Daf Yomi - Rosh Hashana 19 - Chashmanoim and Yosef

The Gemora relates that the Greeks had decreed that the Jews could not mention Hashem’s name. After the Greeks were defeated by the Kingdom of the Chashmanoim, they established that Hashem’s name should be written on all contracts. The Chachamim heard about this and stopped this because they were concerned that when the borrower will repay the debt, the unnecessary document will be thrown in the garbage. It was the third day of Tishrei when the Chachamim abolished this enactment and they made that day into a festival.

The Gemora in Shabbos which relates the story of Chanukah refers to the Chashmanoim in the same manner as our Gemora – the Kingdom of the Chashmanoim.

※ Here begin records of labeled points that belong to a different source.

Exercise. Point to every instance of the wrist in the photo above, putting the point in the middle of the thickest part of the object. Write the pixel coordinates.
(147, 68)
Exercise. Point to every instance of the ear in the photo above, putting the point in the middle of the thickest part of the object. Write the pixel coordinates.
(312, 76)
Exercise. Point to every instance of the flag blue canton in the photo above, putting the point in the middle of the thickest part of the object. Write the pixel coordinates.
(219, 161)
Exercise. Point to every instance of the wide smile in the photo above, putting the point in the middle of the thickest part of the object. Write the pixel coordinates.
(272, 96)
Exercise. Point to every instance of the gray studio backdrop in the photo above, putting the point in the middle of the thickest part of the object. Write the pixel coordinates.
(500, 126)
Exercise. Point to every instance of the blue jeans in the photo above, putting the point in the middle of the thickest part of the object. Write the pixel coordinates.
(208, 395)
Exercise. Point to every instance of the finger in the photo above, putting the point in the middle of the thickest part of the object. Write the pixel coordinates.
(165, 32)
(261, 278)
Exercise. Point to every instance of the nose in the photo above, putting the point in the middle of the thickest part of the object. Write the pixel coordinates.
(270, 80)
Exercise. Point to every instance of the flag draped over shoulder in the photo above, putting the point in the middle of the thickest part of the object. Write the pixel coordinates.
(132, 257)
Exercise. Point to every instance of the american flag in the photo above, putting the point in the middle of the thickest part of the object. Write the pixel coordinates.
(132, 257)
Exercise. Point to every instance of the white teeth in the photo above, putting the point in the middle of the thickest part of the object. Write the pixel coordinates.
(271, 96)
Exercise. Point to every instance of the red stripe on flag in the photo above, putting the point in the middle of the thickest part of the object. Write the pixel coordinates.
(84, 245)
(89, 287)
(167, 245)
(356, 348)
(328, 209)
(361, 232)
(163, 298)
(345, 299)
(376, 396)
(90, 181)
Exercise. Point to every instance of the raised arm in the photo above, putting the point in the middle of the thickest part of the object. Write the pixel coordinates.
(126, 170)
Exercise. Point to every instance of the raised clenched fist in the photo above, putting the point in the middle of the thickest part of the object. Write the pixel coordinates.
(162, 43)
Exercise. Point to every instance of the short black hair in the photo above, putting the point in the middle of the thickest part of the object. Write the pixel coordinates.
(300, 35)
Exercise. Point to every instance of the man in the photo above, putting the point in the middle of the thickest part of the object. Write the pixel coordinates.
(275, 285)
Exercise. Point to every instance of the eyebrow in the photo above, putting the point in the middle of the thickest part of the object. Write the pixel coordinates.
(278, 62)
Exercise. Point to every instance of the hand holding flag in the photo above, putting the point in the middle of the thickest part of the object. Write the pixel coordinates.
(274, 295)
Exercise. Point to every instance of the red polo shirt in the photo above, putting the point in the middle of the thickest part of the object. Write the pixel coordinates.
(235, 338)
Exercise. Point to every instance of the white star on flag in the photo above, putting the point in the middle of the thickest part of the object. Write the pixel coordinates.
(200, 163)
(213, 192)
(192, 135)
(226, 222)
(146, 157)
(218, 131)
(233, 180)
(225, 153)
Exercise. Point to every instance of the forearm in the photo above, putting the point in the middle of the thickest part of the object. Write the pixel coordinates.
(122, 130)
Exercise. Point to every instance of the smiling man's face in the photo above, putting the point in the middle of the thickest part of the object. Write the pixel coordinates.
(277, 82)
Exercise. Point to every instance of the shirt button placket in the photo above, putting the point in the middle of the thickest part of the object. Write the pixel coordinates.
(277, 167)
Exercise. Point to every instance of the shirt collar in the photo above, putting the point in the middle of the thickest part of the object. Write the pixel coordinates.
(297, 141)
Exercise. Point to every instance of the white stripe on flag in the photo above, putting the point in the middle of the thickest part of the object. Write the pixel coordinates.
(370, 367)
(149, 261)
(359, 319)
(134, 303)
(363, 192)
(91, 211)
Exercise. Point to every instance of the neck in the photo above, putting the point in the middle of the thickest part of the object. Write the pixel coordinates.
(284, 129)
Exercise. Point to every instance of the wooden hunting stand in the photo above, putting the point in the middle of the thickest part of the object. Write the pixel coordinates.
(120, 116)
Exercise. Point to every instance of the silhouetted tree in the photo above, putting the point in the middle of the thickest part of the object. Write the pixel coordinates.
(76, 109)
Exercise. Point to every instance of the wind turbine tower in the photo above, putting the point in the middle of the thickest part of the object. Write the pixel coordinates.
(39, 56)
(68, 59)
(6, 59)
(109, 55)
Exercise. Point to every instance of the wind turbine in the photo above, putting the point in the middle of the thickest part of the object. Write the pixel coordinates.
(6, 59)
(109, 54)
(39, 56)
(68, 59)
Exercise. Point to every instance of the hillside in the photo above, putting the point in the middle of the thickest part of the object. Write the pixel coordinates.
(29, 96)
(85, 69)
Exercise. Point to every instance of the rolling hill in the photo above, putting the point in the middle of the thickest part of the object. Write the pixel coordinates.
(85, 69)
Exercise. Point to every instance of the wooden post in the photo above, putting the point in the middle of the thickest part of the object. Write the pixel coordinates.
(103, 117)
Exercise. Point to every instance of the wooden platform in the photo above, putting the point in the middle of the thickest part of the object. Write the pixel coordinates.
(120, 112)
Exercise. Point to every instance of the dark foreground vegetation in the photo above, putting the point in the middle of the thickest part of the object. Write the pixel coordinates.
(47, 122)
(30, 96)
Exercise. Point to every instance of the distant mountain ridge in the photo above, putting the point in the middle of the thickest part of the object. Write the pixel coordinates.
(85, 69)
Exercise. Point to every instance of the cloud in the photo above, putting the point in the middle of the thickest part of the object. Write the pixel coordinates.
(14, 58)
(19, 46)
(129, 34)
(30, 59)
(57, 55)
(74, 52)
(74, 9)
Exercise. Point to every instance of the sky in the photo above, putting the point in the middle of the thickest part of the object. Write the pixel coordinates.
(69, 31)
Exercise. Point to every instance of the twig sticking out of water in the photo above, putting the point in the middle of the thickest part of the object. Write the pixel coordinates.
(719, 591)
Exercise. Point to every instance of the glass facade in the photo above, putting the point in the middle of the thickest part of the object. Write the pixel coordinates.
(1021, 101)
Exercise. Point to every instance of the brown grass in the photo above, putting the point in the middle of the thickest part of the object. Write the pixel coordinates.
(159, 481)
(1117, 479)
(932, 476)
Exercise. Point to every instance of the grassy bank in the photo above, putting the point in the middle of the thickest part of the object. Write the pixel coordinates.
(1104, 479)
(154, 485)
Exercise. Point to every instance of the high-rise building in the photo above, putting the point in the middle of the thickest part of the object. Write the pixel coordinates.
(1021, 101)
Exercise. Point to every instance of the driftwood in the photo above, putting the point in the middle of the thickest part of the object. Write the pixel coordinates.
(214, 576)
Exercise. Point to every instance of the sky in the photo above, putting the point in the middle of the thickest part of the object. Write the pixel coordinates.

A question is asked that at that time they were not the kings yet. It was only after the victory that the Chashmanoim assumed the throne but not before.

The commentators ask on the Rashi in this past week’s parsha. The chief cupbearer is relating to Pharaoh of an incident that transpired when he was in prison. The verse states “And there with us was a Hebrew lad, a slave of the chief slaughterer, and we told him, and he interpreted our dreams for us.” Rashi cites from a Medrash “A slave and in the statutes of Egypt it is written that a slave may neither reign nor wear princely raiment.” (Judaica Press)

What compelled the sar hamashkim to state that in the Egyptian constitution it is written that a slave cannot ascend the throne. What made him think that by Yosef interpreting the dreams, this would lead him to become a ruler in Egypt?

The answer is that a true ruler does not have to don a crown or wear princely raiment or sit on a throne. A ruler is one who can rule over himself, someone who is capable of control his desires. The Medrash states that Shlomo Hamelech was a king over seven different kingdoms but the highest level was that he ruled over himself.

The chief cupbearer recognized this in Yosef even when he was in prison. Yosef was clearly destined for leadership and that is what compelled the chief cupbearer to tell Pharaoh as to what was written in the Egyptian statutes.

This can be the explanation of the Gemora. It was true that the Chashmanoim did not ascend the throne until after they were victorious over the Greeks but they were kings beforehand as well. While some of the other Jews could not hold themselves back from joining the Greek culture and shunned the Torah and mitzvos, the Chashmanoim were steadfast and strong. They were kings over their desires and this was the characteristic which they possessed which ultimately led them to victory.


Moshe David Tokayer said...

Hi. I saw your note on my blog. I added a Daf notes link. Hatzlacha!